Subspace Learning for Data Arising from a Union of Subspaces of High Relative Dimension
Johns Hopkins University
As we have witnessed the rapid growth of statistical machine learning over the past decades, the ability of processing big and corrupted data becomes increasingly important. One of the major challenges is that structured data, such as images, videos and 3D point clouds, involved in many application scenarios are high-dimensional. Conventional techniques usually approximate the high-dimensional data with low-dimensional structures by fitting the data with one or more linear subspaces. However, their theory and algorithms are restricted to the setting in which the underlying subspaces have a low relative dimension compared to the ambient space. This thesis attempts to advance the understanding of subspace learning for data arising from subspaces of high relative dimension, as well as develop efficient algorithms for handling big and corrupted data. The first major contribution of this thesis is a theoretical analysis that extends Dual Principal Component Pursuit (DPCP), a non-convex approach that learns a hyperplane in the presence of noiseless data, to learn a subspace of any dimension with noisy data. We provide geometric and probabilistic analyses to characterize how the principal angles between the global solution and the orthogonal complement of the subspace behave as a function of the noise level. Moreover, we improve the DPCP theory in multi-hyperplane case with a more interpretable geometric analysis and a new statistical analysis. The second major contribution of this thesis is the development of a linearly convergent method for non-convex optimization on the Grassmannian.
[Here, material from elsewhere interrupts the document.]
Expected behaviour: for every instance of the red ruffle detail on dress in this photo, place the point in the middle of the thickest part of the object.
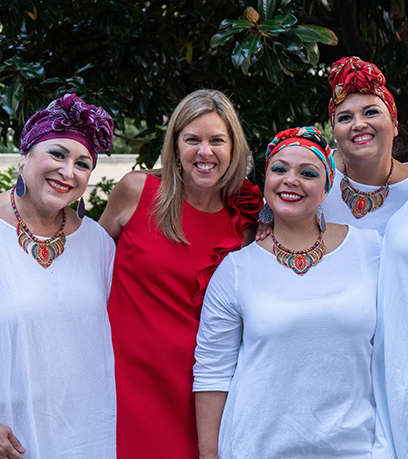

We show that if the objective function satisfies a certain Riemannian regularity condition (RRC) with respect to some point in the Grassmannian, then a Projected Riemannian Sub-Gradient Method (PRSGM) converges at a linear rate to that point. In particular, we prove that the DPCP problem for learning a single subspace satisfies the RRC and PRSGM converges linearly to a neighborhood of the orthogonal complement of the subspace with error proportional to the noise level. We also extend the RRC to DPCP for a union of hyperplanes and prove the linear convergence of PRSGM to a specific hyperplane. Finally, both synthetic and real experiments demonstrate the superiority of the proposed method.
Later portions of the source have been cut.